Java |
|
![]() |
Les contacts entre l'Inde et l'Indonésie remontent à l'époque antique du Râmâyana
qui mentionne l'île de Java. Le Shivaïsme y fut la religion prédominante. Nulle part ailleurs en Asie du sud-est Ganesh n'a
adopté autant de formes nouvelles que dans ces îles où il était très populaire. Le Musée National de
Djakarta posséderait ainsi une remarquable sélection d'une quinzaine de pièces remarquables, datant du
8ème au 15ème siècle. L'un d'eux, du 8ème siècle, provient du Chandi Banon, temple
de Banon (Magelang, Java central), alors que pratiquement rien ne subsiste sur ce site, situé non loin de Borobudur.
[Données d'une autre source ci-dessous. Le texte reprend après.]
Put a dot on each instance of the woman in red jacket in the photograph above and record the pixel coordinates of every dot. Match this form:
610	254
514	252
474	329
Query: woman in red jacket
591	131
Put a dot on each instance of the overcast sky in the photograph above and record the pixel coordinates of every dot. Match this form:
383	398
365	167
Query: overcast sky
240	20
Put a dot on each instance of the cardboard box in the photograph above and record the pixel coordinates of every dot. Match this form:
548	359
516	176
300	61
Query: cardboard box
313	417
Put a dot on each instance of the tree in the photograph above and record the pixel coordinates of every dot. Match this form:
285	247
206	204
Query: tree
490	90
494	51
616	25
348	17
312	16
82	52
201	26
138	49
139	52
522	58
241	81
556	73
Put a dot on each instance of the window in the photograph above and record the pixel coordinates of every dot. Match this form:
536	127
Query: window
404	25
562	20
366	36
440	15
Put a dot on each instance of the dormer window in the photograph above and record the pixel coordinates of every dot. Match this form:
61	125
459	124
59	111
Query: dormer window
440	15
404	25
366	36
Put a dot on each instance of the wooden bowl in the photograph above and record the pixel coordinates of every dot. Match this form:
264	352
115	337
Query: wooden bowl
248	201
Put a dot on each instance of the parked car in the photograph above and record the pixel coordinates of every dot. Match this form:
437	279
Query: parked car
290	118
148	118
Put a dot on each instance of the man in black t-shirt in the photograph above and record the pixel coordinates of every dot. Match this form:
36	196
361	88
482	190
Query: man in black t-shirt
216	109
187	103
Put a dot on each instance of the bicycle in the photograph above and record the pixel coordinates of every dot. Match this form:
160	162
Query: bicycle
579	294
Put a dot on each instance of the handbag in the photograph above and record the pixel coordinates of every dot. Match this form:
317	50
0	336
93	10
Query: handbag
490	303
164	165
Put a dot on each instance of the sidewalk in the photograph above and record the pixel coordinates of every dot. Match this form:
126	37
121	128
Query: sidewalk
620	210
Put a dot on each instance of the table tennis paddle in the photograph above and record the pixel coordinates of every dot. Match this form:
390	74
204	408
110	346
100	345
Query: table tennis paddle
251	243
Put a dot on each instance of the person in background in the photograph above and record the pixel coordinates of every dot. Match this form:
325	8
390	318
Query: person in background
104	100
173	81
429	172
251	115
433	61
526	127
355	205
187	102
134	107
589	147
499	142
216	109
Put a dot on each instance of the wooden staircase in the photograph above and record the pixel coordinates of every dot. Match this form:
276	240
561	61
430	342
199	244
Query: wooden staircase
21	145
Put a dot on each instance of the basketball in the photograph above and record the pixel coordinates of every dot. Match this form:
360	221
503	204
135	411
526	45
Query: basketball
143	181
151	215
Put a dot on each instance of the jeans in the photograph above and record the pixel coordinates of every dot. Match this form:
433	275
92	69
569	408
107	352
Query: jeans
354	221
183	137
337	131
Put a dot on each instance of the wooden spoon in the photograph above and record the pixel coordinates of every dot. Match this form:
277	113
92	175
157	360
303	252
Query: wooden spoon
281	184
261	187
Ganesh est assis,
doté de quatre bras, et il porte un vêtement fleuri et des bijoux. Dans ses mains de droite, il tient une défense brisée
et un chapelet, cependant que la main gauche inférieure (la supérieure est endommagée) montre un bol de sucreries.
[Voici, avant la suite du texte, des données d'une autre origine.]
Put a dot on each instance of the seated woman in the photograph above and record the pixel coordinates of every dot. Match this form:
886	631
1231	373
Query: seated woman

On en admire également deux exemplaires à l'Indian Museum de Calcutta (Inde), et deux autres encore, des périodes Kadiri et Singhasari, au musée d'ethnologie de Leyden (Pays-Bas).
Les plus anciens Ganesh connus, du 8 ème au 9 ème siècle, voire antérieurs selon certains spécialistes, sont du Plateau de Dieng (dynastie Sanjaya probable). Ressemblant à ceux d'Ellora (Mahârâshtra, Inde), ces Ganesh portent un bol vide (et non plein de friandises comme d'habitude en Inde) et ils ont, posture bien particulière, quoique également connue en Inde, les plantes des pieds pressées l'une contre l'autre, devant le corps. Le plus ancien, daté du 6ème siècle probablement, est un Ganesh assis à quatre bras. Les mains du bas tiennent, à droite, la défense brisée et à gauche un bol de sucreries. Les mains supérieures arborent une hache et un chapelet. Le dieu porte des bracelets, un collier et un cordon sacré fait d'un serpent. Sa tête est surmontée d'une couronne.
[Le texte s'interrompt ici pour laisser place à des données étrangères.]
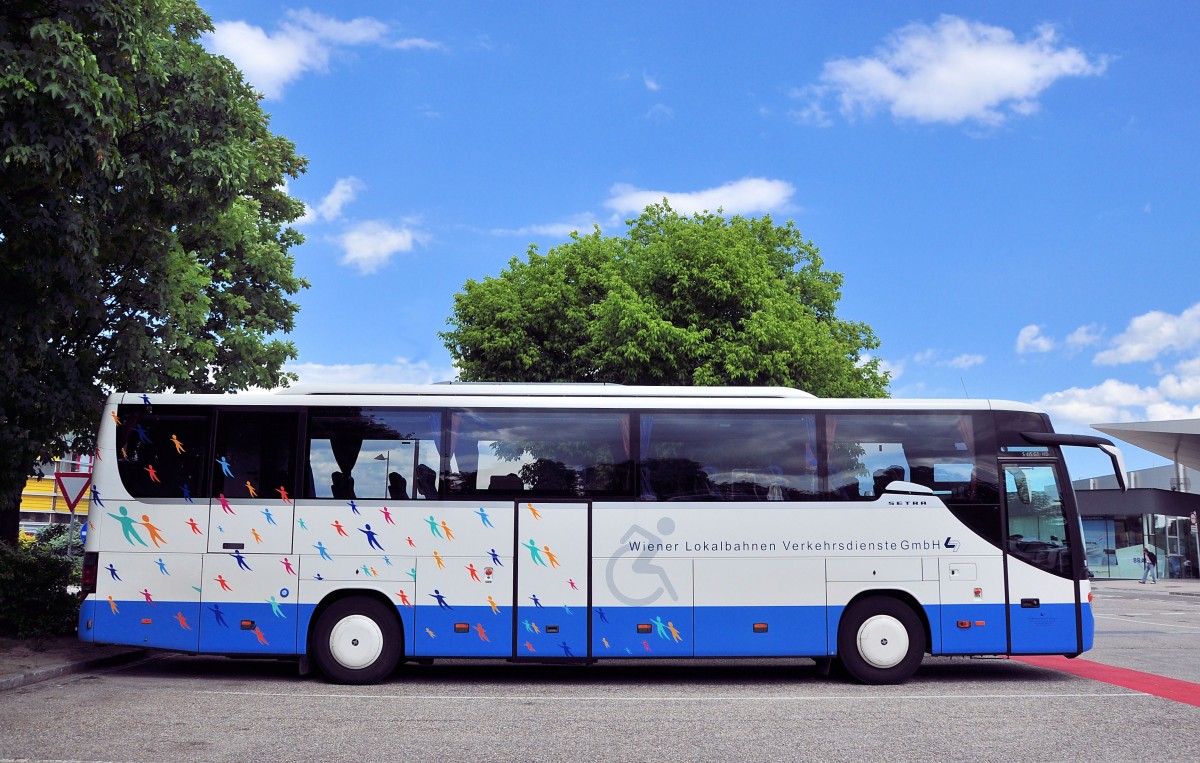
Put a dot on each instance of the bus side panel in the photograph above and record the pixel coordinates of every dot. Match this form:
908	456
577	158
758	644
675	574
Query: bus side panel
768	607
149	600
972	612
642	607
1049	626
De peu postérieurs à Dieng, les vestiges de Prambanam (à 17 km de la grande ville de
Yogyakarta), témoignent de ce que fut, au 9ème - 10ème siècles, une période riche en temples influencés par les
styles Gupta et post-Gupta de l'Inde du nord. Le grand temple de Shiva du complexe Lara
Jonggrang (856) est célèbre pour son imposant Ganesh de facture similaire à ceux de Dieng. Le socle des statues, taillées
dans une pierre volcanique, est parfois orné de têtes de mort.
Dans le sanctuaire principal, se trouve la statue géante de Shiva à quatre bras, sous sa manifestation de Mahadeva. Dans la chambre
sud, se tient Agastya, en tant que Shiva Maître divin et suprême guru; dans la chambre ouest, se trouve Ganesh, fils de Shiva; enfin, dans
la chambre nord, réside la statue de Durga Maheshasuramardini
A ce propos, on constate, sur les Ganesh de Java (parfois aussi en Thailande), la présence fréquente de têtes de mort groupées autour de la base du socle de la statue, voire en collier autour du cou. Or Ganesh est proche de son père Shiva qui, sous sa forme terrible bien connue de Bhairava, porte souvent une semblable guirlande de crânes humains. Une bonne illustration s'en trouve sur le Ganesh de Bara (voir plus loin).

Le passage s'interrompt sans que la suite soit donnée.